Setup. Assume we have a partial proper edge-coloring $\phi$ with $\Delta + 1$ colors, and let $e = v_0v_1$ be an uncolored edge. We will recolor edges to accommodate $e$.

Fan construction. Build a fan at $v_0$: a sequence of distinct neighbors $v_1, v_2, \ldots, v_k$ of $v_0$ such that the color of edge $v_0 v_{j+1}$ is a color missing at $v_j$ for each $j$. Formally: let $c_j = \phi(v_0 v_j)$ for $j \geq 1$. Choose $v_{j+1}$ so that $c_{j+1}$ is missing at $v_j$ (i.e., $c_{j+1} \notin \phi(\text{edges at } v_j)$). Continue until no further extension is possible.

Key observations. When the fan cannot be extended, every color missing at $v_k$ is present at $v_0$ (otherwise we could extend). Since $\deg(v_0) \leq \Delta$ and we use $\Delta + 1$ colors, there is a color $\alpha$ missing at $v_0$.

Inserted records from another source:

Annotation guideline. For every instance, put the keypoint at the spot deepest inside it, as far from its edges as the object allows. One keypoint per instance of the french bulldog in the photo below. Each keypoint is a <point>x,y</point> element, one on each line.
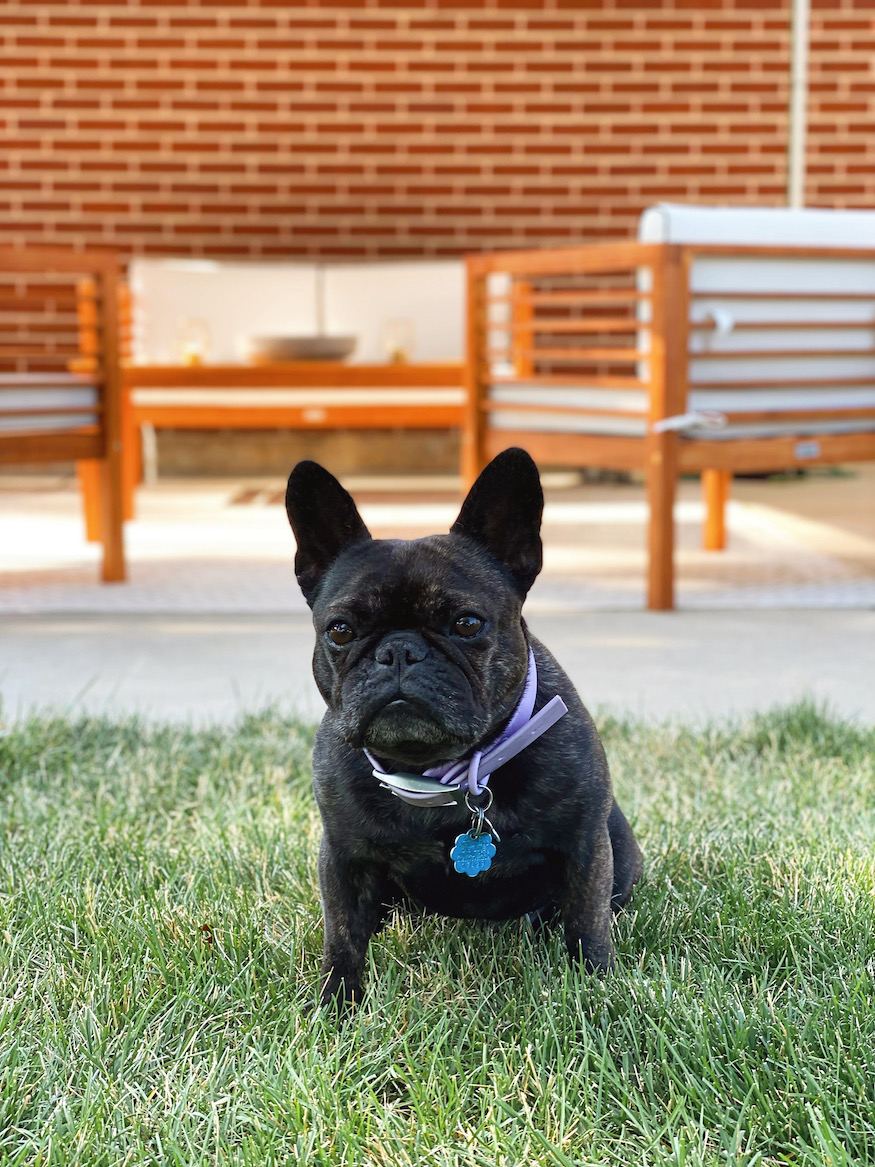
<point>429,672</point>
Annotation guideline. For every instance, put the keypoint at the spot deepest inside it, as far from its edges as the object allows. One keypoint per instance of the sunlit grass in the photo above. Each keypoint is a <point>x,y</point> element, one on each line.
<point>160,936</point>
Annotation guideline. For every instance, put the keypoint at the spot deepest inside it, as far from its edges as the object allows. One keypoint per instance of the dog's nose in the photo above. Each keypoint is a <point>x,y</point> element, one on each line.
<point>401,650</point>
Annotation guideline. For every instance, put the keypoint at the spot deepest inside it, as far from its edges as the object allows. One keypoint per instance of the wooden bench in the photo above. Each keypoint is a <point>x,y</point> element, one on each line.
<point>306,395</point>
<point>61,402</point>
<point>670,358</point>
<point>232,301</point>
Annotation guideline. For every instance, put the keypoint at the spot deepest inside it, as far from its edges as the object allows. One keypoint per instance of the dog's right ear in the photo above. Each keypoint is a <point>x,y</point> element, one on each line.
<point>324,521</point>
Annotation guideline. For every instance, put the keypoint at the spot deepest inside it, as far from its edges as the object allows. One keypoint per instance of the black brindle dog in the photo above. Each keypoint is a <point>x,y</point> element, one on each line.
<point>426,665</point>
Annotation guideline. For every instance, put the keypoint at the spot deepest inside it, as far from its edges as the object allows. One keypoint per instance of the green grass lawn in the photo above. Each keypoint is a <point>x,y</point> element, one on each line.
<point>160,937</point>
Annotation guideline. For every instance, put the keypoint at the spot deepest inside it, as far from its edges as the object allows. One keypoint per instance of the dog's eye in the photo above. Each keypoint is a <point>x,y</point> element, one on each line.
<point>468,626</point>
<point>340,633</point>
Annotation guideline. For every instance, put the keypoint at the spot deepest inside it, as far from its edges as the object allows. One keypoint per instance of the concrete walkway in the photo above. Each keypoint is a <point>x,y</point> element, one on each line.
<point>202,668</point>
<point>211,623</point>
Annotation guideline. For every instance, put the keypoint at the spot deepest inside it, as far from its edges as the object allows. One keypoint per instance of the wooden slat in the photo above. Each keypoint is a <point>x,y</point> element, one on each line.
<point>27,381</point>
<point>569,449</point>
<point>545,354</point>
<point>807,297</point>
<point>769,454</point>
<point>786,383</point>
<point>54,260</point>
<point>578,411</point>
<point>744,326</point>
<point>560,381</point>
<point>777,354</point>
<point>21,351</point>
<point>309,417</point>
<point>53,411</point>
<point>811,414</point>
<point>545,325</point>
<point>569,299</point>
<point>776,251</point>
<point>51,447</point>
<point>312,374</point>
<point>593,259</point>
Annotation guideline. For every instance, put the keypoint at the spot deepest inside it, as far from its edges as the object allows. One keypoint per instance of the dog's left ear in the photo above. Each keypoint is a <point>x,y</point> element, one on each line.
<point>324,521</point>
<point>503,512</point>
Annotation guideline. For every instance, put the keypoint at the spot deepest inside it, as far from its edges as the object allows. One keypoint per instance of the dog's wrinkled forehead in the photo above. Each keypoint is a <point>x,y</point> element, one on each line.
<point>413,579</point>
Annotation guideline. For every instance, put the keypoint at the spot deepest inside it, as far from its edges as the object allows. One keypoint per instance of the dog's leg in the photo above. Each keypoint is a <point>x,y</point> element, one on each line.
<point>628,860</point>
<point>586,908</point>
<point>354,905</point>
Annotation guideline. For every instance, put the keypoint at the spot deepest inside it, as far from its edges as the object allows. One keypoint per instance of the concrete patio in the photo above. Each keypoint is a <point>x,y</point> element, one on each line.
<point>211,622</point>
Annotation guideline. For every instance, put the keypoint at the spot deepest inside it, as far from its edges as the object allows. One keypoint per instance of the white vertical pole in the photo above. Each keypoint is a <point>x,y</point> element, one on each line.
<point>798,104</point>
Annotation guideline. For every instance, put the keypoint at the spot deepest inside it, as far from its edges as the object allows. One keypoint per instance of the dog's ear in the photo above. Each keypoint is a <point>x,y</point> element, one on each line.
<point>324,521</point>
<point>503,512</point>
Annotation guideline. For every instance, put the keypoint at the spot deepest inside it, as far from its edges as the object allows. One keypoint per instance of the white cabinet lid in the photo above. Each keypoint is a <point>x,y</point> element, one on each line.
<point>757,226</point>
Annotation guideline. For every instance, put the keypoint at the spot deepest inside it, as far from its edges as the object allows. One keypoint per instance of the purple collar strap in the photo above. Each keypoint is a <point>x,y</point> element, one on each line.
<point>449,784</point>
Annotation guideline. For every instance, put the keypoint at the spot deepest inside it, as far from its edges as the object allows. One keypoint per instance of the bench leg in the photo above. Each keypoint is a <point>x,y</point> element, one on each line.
<point>89,474</point>
<point>715,494</point>
<point>111,521</point>
<point>662,483</point>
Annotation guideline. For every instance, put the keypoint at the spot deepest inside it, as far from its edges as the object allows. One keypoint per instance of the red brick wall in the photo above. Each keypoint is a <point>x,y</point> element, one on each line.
<point>267,128</point>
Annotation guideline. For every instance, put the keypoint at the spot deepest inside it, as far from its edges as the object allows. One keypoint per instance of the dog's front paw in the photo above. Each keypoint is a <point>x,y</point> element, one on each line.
<point>597,957</point>
<point>340,993</point>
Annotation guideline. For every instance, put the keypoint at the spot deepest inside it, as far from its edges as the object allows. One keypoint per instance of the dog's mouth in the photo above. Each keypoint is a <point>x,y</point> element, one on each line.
<point>403,731</point>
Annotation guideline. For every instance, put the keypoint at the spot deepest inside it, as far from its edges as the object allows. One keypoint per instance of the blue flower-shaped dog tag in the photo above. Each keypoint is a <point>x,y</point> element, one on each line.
<point>473,853</point>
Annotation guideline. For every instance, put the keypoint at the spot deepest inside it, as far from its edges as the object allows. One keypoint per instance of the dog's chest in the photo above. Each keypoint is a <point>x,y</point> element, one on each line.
<point>520,878</point>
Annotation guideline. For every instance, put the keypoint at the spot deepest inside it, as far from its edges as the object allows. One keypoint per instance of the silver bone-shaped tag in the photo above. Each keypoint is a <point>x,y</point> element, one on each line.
<point>414,788</point>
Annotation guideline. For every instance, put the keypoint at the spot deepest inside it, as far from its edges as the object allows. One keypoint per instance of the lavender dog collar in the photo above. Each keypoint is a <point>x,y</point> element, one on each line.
<point>447,785</point>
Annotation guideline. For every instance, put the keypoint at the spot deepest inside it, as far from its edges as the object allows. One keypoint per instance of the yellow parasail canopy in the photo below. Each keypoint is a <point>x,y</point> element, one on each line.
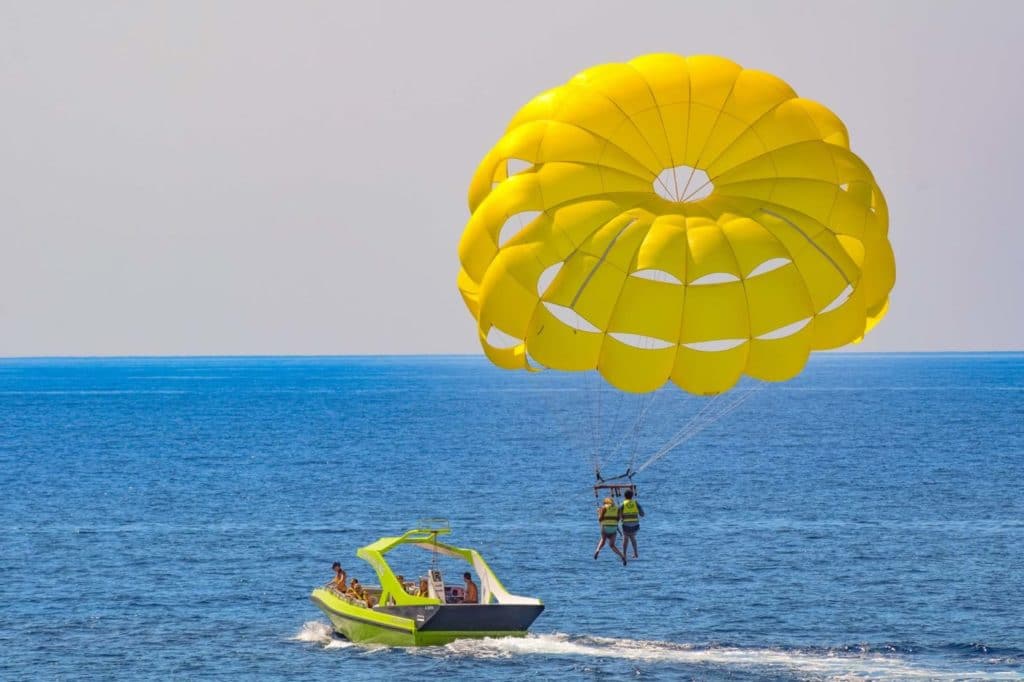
<point>674,218</point>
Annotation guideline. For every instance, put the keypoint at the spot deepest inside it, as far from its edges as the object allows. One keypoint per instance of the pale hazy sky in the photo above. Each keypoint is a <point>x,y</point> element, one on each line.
<point>290,177</point>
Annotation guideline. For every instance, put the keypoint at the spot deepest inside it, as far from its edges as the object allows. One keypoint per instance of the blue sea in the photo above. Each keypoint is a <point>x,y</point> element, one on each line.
<point>168,517</point>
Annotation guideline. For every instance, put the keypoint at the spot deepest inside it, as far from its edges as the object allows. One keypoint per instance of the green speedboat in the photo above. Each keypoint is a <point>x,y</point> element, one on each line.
<point>396,614</point>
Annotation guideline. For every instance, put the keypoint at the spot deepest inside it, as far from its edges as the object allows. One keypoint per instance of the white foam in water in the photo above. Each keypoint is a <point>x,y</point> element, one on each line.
<point>315,632</point>
<point>870,666</point>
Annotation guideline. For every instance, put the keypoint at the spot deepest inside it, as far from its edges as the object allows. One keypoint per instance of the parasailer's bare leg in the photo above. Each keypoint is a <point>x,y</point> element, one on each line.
<point>630,538</point>
<point>611,543</point>
<point>600,545</point>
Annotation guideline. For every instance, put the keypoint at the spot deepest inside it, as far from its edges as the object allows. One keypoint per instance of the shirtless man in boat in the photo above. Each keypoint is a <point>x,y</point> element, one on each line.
<point>472,596</point>
<point>339,578</point>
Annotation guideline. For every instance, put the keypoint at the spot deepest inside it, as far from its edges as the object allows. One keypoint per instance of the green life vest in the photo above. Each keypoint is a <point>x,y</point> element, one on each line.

Case 1: If $\alpha$ is also missing at some $v_j$ in the fan, then shift the fan: uncolor $v_0v_1$, recolor $v_0v_{j'}$ with the color of $v_0v_{j'+1}$ for $j' = 1, \ldots, j-1$, and color $v_0v_j$ with $\alpha$. Then color $v_0v_1$ with the free color.

Case 2: $\alpha$ is present at all $v_j$, and there is a color $\beta$ missing at $v_k$ but present at $v_0$. Consider the $\alpha\beta$-path starting at $v_k$: the maximal path alternating colors $\alpha$ and $\beta$ starting from $v_k$.

• If this path does not reach $v_0$: swap $\alpha$ and $\beta$ on this path. Now $\alpha$ is missing at $v_k$, reducing to Case 1 (after fan shifting).

• If the path reaches $v_0$: it arrives at $v_0$ through some $v_j$ (since $\beta = c_j$ for some $j$ in the fan). Now we cannot swap on this path directly. Instead, shift the fan only up to $v_j$ (recolor $v_0v_{j'}$ with $c_{j'+1}$ for $j'=1,\ldots,j-1$), making $\beta$ free at $v_0$. Then swap $\alpha,\beta$ on the path from $v_k$ (which no longer connects to $v_0$ through the recolored edge), making $\alpha$ free at $v_k$. Color $v_0v_1$ with a free color.

In all cases, we extend the coloring to include $e$. Starting from the empty coloring and adding edges one by one completes the proof. $\square$